Pu Pang, Quan Chen, Deze Zeng, Chao Li, Jingwen Leng, Wenli Zheng, Minyi Guo
In Proceedings of the IEEE International Parallel and Distributed Processing Symposium (IPDPS), 2020
Large-scale datacenters often host latency-sensitive services that have stringent Quality-of-Service requirement and experience diurnal load pattern. Co-locating best-effort applications that have no QoS requirement with latency-sensitive services has been widely used to improve the resource utilization with careful shared resource management. However, existing co-location techniques tend to result in the power overload problem on power constrained computers due to the ignorance of the power consumption.
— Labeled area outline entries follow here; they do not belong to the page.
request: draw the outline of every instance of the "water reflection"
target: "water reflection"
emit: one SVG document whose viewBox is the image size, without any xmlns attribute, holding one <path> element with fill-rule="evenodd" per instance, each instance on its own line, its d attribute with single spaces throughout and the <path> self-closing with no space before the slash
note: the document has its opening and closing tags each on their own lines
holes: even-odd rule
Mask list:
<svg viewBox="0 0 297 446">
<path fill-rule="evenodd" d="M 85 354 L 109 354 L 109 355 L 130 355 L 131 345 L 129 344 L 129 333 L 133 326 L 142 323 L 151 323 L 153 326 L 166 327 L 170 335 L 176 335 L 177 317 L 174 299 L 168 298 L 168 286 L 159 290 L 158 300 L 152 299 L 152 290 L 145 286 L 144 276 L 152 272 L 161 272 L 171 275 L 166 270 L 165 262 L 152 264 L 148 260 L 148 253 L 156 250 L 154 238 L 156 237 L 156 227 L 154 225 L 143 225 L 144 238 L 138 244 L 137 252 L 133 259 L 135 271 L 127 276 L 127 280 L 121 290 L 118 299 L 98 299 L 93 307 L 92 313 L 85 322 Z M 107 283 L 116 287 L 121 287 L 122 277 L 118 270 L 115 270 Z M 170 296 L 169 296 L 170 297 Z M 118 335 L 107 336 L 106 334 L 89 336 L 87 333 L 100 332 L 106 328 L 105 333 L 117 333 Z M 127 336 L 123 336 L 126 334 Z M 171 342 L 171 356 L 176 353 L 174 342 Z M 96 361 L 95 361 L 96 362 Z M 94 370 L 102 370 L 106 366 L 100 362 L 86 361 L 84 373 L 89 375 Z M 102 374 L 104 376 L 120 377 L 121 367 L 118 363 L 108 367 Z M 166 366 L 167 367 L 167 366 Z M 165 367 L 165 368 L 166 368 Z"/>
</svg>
To this end, we propose Sturgeon, a runtime system proactively manages resources between colocated applications in a power constrained environment, to ensure the QoS of latency-sensitive services while maximizing the resource utilization. Our investigation shows that, at a given load, there are multiple feasible resource configurations to meet both QoS requirement and power budget, while one of them yields the maximum throughput of best-effort applications. To find such a configuration, we establish models to accurately predict the performance and power consumption of the colocated applications. Sturgeon monitors the QoS periodically in order to eliminate the potential QoS violation caused by the unpredictable interference. The experimental results show that Sturgeon improves the throughput of best-effort applications by 24.96% compared to the state-of-the-art technique, while guaranteeing the 95%-ile latency within the QoS target.